The important thing is to do your homework. No excuses!

Whether you manage to get inside the building or do this via a video call, ask your questions to a member of the academic teaching staff. That’s someone who would be teaching you, if you take the course of interest.

It really is important that you
A – get replies from the right person and
B – the answers are precise, not vague.

An answer such as usually around 75% but it depends on the cohort as the figures change each year would be the sort of thing. A this is a great Uni so you’d be fine is too general and an opinion rather than fact. Most of my suggested questions are measurable, and the person you ask should give mainly numerical answers.

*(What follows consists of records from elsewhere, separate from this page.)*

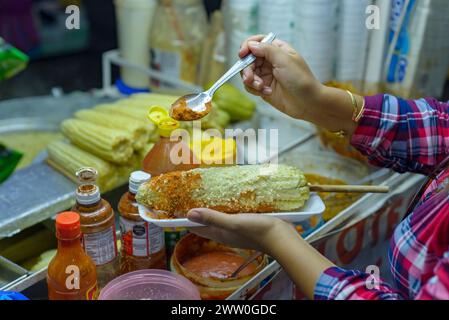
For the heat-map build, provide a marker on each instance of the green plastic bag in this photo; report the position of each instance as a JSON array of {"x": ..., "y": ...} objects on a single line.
[{"x": 12, "y": 60}]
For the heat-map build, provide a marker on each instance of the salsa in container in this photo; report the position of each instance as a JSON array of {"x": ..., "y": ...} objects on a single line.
[{"x": 209, "y": 265}]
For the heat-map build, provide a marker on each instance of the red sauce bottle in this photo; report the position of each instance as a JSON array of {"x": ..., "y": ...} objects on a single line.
[{"x": 143, "y": 245}]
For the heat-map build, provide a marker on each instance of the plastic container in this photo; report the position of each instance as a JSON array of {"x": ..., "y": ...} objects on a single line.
[
  {"x": 212, "y": 288},
  {"x": 176, "y": 41},
  {"x": 134, "y": 18},
  {"x": 150, "y": 285},
  {"x": 143, "y": 245}
]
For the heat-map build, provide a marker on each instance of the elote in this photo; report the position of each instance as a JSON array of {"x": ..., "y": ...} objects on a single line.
[
  {"x": 139, "y": 129},
  {"x": 236, "y": 189},
  {"x": 108, "y": 144},
  {"x": 68, "y": 158}
]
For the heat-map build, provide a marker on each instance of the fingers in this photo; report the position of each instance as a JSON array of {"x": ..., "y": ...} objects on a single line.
[
  {"x": 270, "y": 52},
  {"x": 244, "y": 48},
  {"x": 211, "y": 218}
]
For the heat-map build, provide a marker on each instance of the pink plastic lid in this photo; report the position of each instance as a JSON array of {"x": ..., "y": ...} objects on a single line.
[{"x": 150, "y": 285}]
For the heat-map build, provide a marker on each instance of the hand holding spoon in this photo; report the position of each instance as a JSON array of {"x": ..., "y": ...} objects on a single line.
[{"x": 197, "y": 105}]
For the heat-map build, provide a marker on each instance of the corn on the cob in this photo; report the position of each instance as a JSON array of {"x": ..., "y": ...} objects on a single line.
[
  {"x": 108, "y": 144},
  {"x": 237, "y": 189},
  {"x": 216, "y": 119},
  {"x": 139, "y": 129},
  {"x": 68, "y": 158},
  {"x": 234, "y": 102},
  {"x": 138, "y": 114}
]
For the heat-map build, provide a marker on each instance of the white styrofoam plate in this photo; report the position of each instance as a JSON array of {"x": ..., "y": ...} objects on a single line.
[{"x": 314, "y": 206}]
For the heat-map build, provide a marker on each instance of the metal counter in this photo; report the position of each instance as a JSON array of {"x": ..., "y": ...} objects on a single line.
[{"x": 37, "y": 192}]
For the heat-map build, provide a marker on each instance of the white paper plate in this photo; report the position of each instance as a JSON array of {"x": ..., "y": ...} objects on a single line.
[{"x": 314, "y": 206}]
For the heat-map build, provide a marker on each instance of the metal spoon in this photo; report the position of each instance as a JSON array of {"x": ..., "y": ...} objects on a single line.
[
  {"x": 197, "y": 105},
  {"x": 256, "y": 255}
]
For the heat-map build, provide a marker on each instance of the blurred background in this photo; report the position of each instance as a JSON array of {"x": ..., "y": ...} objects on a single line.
[{"x": 331, "y": 34}]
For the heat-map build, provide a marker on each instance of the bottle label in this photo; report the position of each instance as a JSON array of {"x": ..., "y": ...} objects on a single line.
[
  {"x": 101, "y": 246},
  {"x": 140, "y": 238},
  {"x": 167, "y": 62},
  {"x": 92, "y": 293}
]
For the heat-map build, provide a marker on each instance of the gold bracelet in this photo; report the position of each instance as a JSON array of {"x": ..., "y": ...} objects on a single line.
[
  {"x": 354, "y": 105},
  {"x": 356, "y": 113}
]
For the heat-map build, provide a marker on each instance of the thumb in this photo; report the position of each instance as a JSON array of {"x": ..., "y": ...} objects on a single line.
[
  {"x": 211, "y": 218},
  {"x": 267, "y": 51}
]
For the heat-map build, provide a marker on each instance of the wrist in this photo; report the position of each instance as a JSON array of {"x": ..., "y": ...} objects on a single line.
[{"x": 280, "y": 234}]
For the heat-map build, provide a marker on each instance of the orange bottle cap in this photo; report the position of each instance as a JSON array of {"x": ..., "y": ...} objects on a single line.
[{"x": 68, "y": 225}]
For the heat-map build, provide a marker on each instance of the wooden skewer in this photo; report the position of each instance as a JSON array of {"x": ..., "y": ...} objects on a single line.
[{"x": 349, "y": 189}]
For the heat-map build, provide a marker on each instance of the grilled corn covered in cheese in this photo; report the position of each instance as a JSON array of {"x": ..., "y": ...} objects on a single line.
[{"x": 236, "y": 189}]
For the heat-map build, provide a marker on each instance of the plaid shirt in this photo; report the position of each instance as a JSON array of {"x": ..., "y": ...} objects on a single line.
[{"x": 407, "y": 136}]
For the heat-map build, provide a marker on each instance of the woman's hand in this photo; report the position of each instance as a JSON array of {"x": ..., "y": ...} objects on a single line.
[
  {"x": 248, "y": 231},
  {"x": 282, "y": 78}
]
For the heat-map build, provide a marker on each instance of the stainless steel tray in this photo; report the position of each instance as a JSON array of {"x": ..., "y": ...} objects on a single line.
[{"x": 35, "y": 193}]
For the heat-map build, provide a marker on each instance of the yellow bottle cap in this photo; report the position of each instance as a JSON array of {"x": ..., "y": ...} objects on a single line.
[
  {"x": 166, "y": 126},
  {"x": 215, "y": 151},
  {"x": 157, "y": 113}
]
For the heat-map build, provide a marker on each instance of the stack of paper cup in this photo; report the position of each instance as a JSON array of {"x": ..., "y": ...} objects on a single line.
[
  {"x": 278, "y": 17},
  {"x": 240, "y": 22},
  {"x": 315, "y": 35},
  {"x": 133, "y": 23},
  {"x": 352, "y": 40}
]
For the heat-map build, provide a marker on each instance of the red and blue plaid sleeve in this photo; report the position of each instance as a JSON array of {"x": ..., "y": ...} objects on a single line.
[
  {"x": 405, "y": 135},
  {"x": 340, "y": 284}
]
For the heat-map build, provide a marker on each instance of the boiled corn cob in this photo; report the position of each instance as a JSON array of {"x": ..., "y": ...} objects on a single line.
[
  {"x": 108, "y": 144},
  {"x": 121, "y": 110},
  {"x": 234, "y": 102},
  {"x": 68, "y": 158},
  {"x": 139, "y": 129},
  {"x": 236, "y": 189}
]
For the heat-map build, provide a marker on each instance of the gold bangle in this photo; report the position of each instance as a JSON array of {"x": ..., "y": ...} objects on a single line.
[
  {"x": 354, "y": 105},
  {"x": 359, "y": 116}
]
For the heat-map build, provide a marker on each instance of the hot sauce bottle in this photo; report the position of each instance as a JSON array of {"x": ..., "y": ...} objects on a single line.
[
  {"x": 159, "y": 160},
  {"x": 97, "y": 226},
  {"x": 143, "y": 245},
  {"x": 71, "y": 273}
]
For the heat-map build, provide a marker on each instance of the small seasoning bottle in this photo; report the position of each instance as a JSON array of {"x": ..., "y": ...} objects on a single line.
[
  {"x": 71, "y": 274},
  {"x": 97, "y": 226},
  {"x": 143, "y": 245}
]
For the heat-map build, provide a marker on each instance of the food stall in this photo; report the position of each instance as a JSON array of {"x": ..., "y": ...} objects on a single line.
[{"x": 107, "y": 128}]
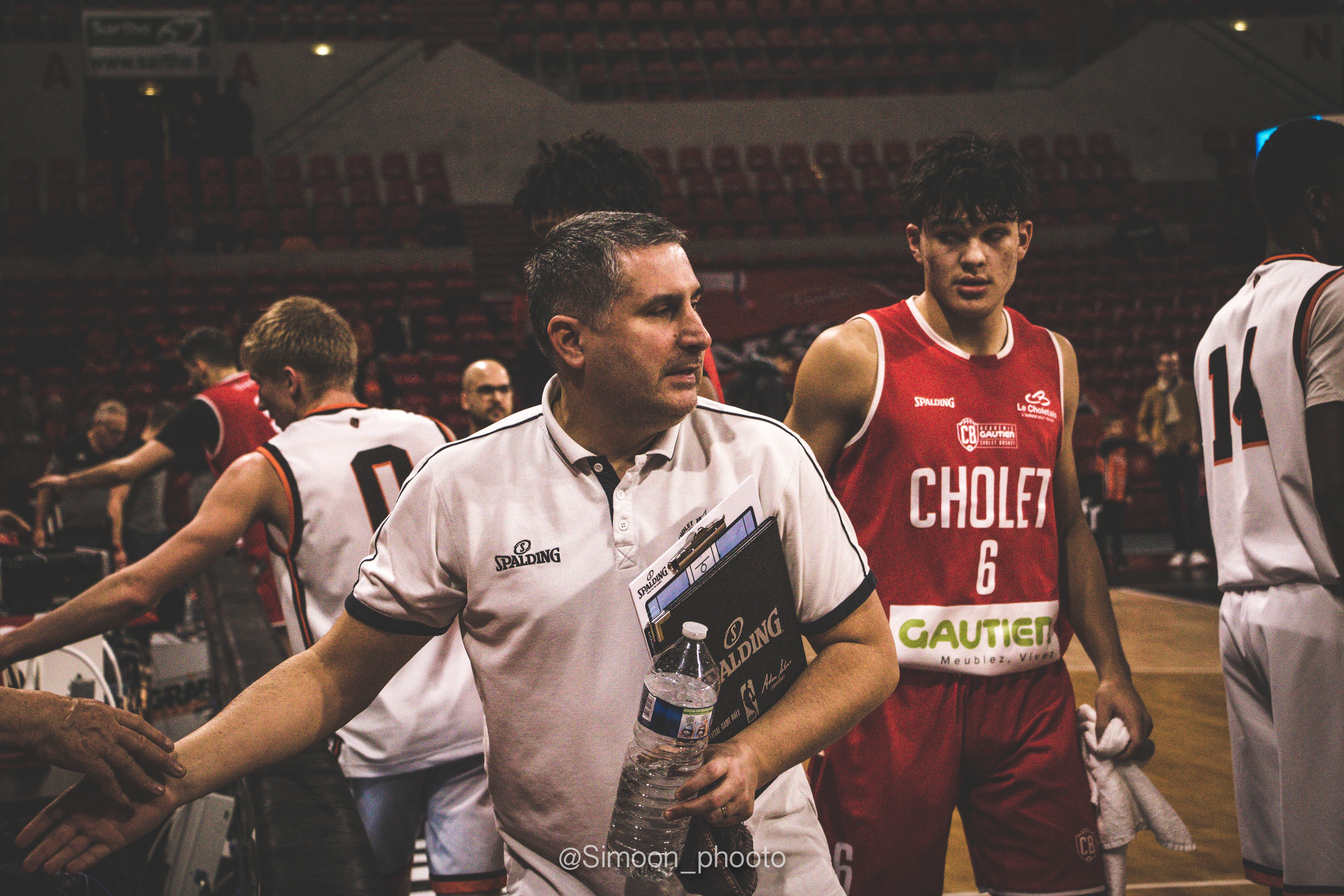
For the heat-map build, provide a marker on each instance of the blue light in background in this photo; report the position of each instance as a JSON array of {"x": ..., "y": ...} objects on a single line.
[{"x": 1261, "y": 136}]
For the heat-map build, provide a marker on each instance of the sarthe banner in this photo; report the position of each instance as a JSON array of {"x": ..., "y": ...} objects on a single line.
[{"x": 150, "y": 43}]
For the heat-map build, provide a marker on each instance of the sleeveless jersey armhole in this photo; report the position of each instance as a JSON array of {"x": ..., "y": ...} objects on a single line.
[{"x": 882, "y": 377}]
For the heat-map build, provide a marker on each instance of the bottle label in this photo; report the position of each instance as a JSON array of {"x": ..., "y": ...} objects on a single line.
[{"x": 671, "y": 721}]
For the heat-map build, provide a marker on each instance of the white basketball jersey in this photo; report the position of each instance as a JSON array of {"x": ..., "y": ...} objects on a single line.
[
  {"x": 343, "y": 468},
  {"x": 1249, "y": 375}
]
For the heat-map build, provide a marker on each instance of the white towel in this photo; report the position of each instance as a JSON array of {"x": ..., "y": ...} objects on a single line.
[{"x": 1127, "y": 801}]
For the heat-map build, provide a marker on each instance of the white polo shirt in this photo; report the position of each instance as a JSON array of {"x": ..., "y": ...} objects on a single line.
[{"x": 532, "y": 543}]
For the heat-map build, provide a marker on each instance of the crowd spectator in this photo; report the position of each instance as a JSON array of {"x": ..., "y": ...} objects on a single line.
[
  {"x": 81, "y": 519},
  {"x": 403, "y": 331},
  {"x": 487, "y": 393},
  {"x": 1140, "y": 236},
  {"x": 1169, "y": 425},
  {"x": 1111, "y": 527}
]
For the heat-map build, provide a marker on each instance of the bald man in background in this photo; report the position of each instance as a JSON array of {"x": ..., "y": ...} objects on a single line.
[{"x": 487, "y": 393}]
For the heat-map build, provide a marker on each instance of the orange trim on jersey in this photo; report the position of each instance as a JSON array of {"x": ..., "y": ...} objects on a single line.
[
  {"x": 335, "y": 408},
  {"x": 290, "y": 496},
  {"x": 448, "y": 433},
  {"x": 482, "y": 886},
  {"x": 1311, "y": 310}
]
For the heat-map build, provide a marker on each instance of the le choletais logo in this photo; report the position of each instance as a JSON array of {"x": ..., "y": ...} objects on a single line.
[{"x": 1037, "y": 405}]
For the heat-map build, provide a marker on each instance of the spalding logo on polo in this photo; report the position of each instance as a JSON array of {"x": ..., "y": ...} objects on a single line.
[{"x": 525, "y": 557}]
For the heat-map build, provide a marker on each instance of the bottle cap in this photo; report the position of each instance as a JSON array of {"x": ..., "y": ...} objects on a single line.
[{"x": 694, "y": 631}]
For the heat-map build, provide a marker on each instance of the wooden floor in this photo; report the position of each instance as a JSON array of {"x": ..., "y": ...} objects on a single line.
[{"x": 1173, "y": 647}]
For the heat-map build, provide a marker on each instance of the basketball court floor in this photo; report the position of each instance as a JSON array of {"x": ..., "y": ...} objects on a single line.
[{"x": 1173, "y": 648}]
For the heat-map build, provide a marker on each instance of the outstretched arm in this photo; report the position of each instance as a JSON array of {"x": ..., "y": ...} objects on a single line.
[
  {"x": 308, "y": 696},
  {"x": 147, "y": 459},
  {"x": 249, "y": 489},
  {"x": 1326, "y": 454},
  {"x": 834, "y": 390},
  {"x": 1083, "y": 584}
]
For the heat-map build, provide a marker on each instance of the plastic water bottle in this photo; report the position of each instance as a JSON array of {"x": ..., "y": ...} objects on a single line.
[{"x": 671, "y": 734}]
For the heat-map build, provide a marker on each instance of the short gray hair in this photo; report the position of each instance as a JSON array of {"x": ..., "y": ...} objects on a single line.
[
  {"x": 110, "y": 409},
  {"x": 579, "y": 272}
]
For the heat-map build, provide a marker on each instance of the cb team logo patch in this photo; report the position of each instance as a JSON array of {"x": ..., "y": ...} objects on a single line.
[{"x": 1087, "y": 844}]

If you cannot speak to a member of academic teaching staff or they don’t give you a straight answer, leave your email address and ask for someone appropriate to get back to you.

An image of a student thinking about their next steps

I think the tough but critical 10 questions are:

1. What were the lowest grades you actually accepted for this course last year, rather than the published grades? Sometimes they are different and it’s helpful to find this out.

2. What percentage of students pass the first year? And what percentage pass the whole course?

3. What do students who pass this course go on to do?

4. How is the course assessed?

5. How many hours would I be studying with a member of teaching staff e.g. lectures, tutorials, practicals etc. - usually called contact hours.

6. What style of teaching is given on this course? Perhaps it’s hands-on, activity led learning or inquiry-based using your own research, often studying on your own. Consider what works best in this subject and what you enjoy most.

7. Would I have a personal tutor, and how often am I allowed to meet them?

8. What makes this course in XYZ different to similar courses at other institutions?

9. What is the student satisfaction score for this course?

10. What else is available to students to support their learning, i.e. field trips, a success coach, internship grants etc.

Please don’t be shy. The answers you receive will help you make an informed choice. So look them in the eyes and get the vital information you need.

Here are a couple of case studies.

I know of one course where only 50% of students pass the first year. That’s sad for all those who fail and could be due to poor teaching. Personally, I wouldn’t take a chance on the course with such a high failure rate.

I also know courses with published grade requirements of AAB or equivalent at A level, but they have sometimes taken enthusiastic students with CCD if the number of applications and acceptances are low. If you don’t initially accept a place at a given institution but find yourself in Clearing, it might be worth reconsidering.

Some arts-based subjects have tiny contact hours. Less than one day a week in year three. If you feel like you need guidance while studying, this might not be the right course, but if you are more self directed, that may suit you just fine.

Finally, why listen to me?

I’ve spent almost two decades in higher education as a Director of Student Recruitment and Marketing as well as part of the senior university leadership team. I see the student world from the inside looking out. I help academic colleagues answer these difficult questions with integrity. I’m now a freelance higher education consultant and often help young people assess their choices as well.